During the Q&A, Vijayvargiya said semiconductor results were strong in the first quarter and that order rates improved sequentially exiting Q1. He said Materion is seeing growth across power semiconductors, communications, logic, memory, and data storage rather than in “one or two areas.” He added that sales in high-performance memory and data storage aligned to AI applications were up 47% year-over-year in Q1, and he expects that to continue.
Management also emphasized the contribution of prior new business efforts. Vijayvargiya said qualification cycles in Electronic Materials typically run 12 to 24 months and that initiatives pursued during the downturn are now contributing as markets recover. Asked about pricing versus volume, he said price played a role but was “not the main part” of the Electronic Materials growth story, pointing instead to market recovery and new business wins.
Chadwick said the recent margin performance in Electronic Materials reflects both operational work completed over the last few years and volume, while noting margins “bounce around a little bit with mix.” She said the company expects the trend of stronger margins in the segment to continue.

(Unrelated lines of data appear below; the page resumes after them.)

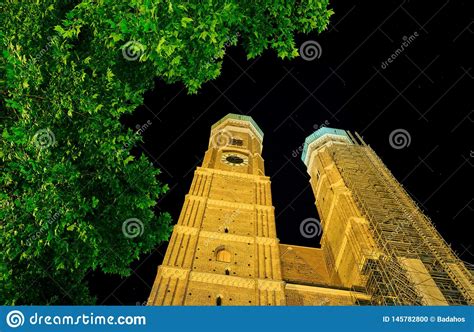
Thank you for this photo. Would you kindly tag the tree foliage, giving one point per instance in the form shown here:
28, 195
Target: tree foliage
69, 71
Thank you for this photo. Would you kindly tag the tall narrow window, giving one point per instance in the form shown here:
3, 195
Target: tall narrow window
223, 255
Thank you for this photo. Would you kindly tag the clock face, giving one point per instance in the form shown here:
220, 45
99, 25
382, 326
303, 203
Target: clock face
234, 159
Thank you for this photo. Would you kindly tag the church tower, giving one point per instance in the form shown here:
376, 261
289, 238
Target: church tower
376, 240
224, 249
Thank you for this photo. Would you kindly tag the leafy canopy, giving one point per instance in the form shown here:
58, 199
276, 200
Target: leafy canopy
69, 71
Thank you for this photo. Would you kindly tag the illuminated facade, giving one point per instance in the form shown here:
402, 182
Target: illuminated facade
377, 246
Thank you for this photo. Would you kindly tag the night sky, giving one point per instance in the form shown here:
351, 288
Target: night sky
426, 90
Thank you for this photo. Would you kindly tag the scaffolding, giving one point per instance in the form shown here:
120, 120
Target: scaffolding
400, 230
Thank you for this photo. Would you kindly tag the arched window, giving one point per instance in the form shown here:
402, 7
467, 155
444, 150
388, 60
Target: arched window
223, 255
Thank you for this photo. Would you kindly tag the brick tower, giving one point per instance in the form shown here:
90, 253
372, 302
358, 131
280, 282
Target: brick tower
375, 238
224, 249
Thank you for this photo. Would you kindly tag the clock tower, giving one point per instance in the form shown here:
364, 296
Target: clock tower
224, 249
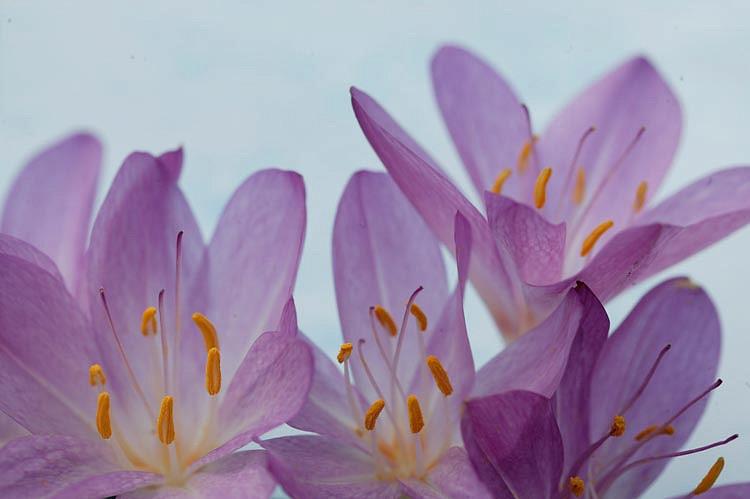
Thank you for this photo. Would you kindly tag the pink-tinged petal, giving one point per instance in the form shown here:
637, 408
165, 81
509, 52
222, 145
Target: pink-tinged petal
516, 442
676, 313
62, 467
46, 348
50, 202
252, 260
485, 119
538, 360
630, 98
437, 200
453, 476
537, 246
310, 467
382, 252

Guidance, cadence, capital spending, and balance sheet
For full-year 2026, Chadwick said the company now expects low double-digit top-line growth and affirmed adjusted EPS guidance of $6.00 to $6.50, with “growing confidence” in delivering toward the upper end. Vijayvargiya said Materion expects a “meaningful step-up in sales in Q2 and throughout the rest of the year,” and he anticipates double-digit growth each quarter, with stronger growth in the back half.

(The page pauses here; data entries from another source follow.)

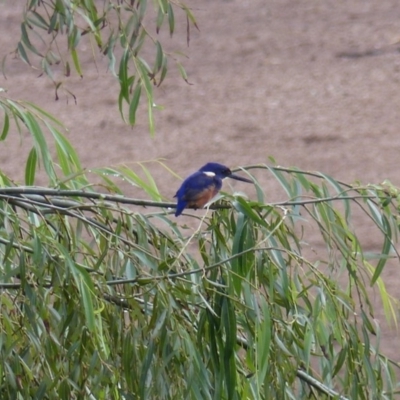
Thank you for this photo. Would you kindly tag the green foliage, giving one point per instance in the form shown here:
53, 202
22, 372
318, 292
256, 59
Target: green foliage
102, 300
123, 31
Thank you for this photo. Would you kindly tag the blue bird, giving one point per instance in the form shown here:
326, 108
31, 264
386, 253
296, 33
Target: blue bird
199, 188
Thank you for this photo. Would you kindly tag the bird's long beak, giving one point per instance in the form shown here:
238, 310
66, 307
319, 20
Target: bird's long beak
239, 178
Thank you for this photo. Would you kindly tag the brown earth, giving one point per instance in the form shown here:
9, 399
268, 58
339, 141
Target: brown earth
315, 84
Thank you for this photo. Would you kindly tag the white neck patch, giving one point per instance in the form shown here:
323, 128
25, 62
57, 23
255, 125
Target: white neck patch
208, 173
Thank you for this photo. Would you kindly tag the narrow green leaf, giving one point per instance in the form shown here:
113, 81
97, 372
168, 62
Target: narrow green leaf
171, 19
134, 104
75, 59
6, 127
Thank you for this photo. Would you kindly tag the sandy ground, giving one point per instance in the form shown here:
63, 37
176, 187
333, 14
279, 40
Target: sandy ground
315, 84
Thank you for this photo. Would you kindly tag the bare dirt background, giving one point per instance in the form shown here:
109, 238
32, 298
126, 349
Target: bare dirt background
315, 84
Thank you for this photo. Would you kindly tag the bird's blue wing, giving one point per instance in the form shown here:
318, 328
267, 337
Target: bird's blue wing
196, 190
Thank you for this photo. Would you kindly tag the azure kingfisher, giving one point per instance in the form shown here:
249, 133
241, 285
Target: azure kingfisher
199, 188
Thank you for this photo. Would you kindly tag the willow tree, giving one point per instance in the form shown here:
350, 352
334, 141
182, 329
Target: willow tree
104, 299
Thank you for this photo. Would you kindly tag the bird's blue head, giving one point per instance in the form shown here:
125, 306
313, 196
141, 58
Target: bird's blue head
221, 171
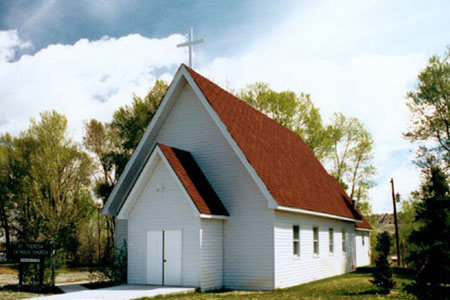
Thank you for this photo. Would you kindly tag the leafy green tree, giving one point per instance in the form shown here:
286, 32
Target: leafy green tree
102, 142
56, 195
130, 122
6, 183
429, 104
111, 146
382, 273
296, 112
345, 145
406, 225
352, 157
431, 253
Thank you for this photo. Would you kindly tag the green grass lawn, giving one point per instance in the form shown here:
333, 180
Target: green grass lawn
349, 286
9, 280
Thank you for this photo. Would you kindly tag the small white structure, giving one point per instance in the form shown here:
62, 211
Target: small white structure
217, 195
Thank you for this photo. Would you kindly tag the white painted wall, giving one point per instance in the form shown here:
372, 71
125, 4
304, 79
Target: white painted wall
362, 251
291, 270
248, 233
165, 210
121, 233
211, 244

Chadwick added that from an earnings perspective she expects “probably a 15%-20% step up” in EPS next quarter, with “much more meaningful step-ups in the back half” as performance flows through.
On cash and leverage, Chadwick said Materion ended the quarter with net debt of approximately $474 million and $192 million of available capacity on its credit facility, with leverage at 2.1x, “slightly below the midpoint” of the targeted range. She said the company strategically built inventory in Q1 to support expected sales growth, temporarily constraining free cash flow generation, but reiterated expectations for strong free cash flow for the full year as volume increases and working capital normalizes.
Discussing capital spending, Chadwick said planned capex supports organic growth opportunities across all three businesses, including capacity and capability expansion as well as plant recapitalization. She also referenced a previously discussed $65 million customer investment to expand capacity on the beryllium side of Performance Materials, which she said would be “somewhat additive” and not all spent in one year.
About Materion (NYSE:MTRN)
Materion Corporation (NYSE: MTRN) is a global supplier of advanced materials and precision-engineered solutions. The company develops and manufactures high-performance alloys, engineered clad and composite materials, precision thin film products, and advanced optical and electronic materials. Materion’s offerings address critical performance requirements for industries where material properties such as strength, wear resistance, conductivity and optical clarity are paramount.
Materion’s core businesses include beryllium and beryllium composites for aerospace and defense platforms, nickel- and copper-based specialty alloys for industrial and medical applications, optical coatings and substrates for scientific instrumentation, and electronic materials used in semiconductor production.